Still Holding Out Hope for Marines Missing in Hawaii
By Debbie Gregory.
Search and rescue crews are still holding out last hopes for finding the twelve Marines missing in Hawaii since late Thursday night, when their Super Stallion helicopters failed to return to base.
Searchers have found life rafts and other debris that were carried aboard the aircraft, but still have had no sign of the crew members who were on board. The debris was found on the North Shore of Oahu, where the two helicopters were involved in a midair collision during a nighttime training mission.
So far, the search has spanned more than 18,000 square miles, with a Navy warship, a Coast Guard cutter, several helicopters, jet ski teams, sonar, and dozens of Marines along the shoreline all scouring the surf for signs of life. The first two days of the search were hampered by 30 foot waves from a storm off the coast of Hawaii. By Sunday, the weather had calmed, allowing search efforts to continue at full speed.

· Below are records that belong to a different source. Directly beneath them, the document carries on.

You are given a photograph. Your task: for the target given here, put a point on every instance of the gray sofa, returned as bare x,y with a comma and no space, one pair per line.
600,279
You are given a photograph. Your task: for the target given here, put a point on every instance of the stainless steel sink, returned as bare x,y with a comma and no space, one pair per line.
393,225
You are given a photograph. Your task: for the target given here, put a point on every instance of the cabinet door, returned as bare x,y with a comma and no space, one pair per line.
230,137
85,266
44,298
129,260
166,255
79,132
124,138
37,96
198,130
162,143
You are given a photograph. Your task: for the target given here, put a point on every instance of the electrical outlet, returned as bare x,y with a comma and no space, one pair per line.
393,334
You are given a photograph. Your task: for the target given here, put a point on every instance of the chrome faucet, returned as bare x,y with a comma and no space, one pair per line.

Still a search for survivors, Chief Petty Officer Sara Mooers said on Monday, “We err on the side of caution because the last thing that anybody wants is to suspend the search when there’s still a possibility of finding somebody.” She added that survival was possible under a “best-case” scenario.
According to the Marines, crews wear personal flotation devices and receive training in survival swimming.
We join the rest of the country in sending out thoughts and prayers for the twelve crew members, who come from Oregon to Massachusetts and range in rank from lance corporal to major, and their families.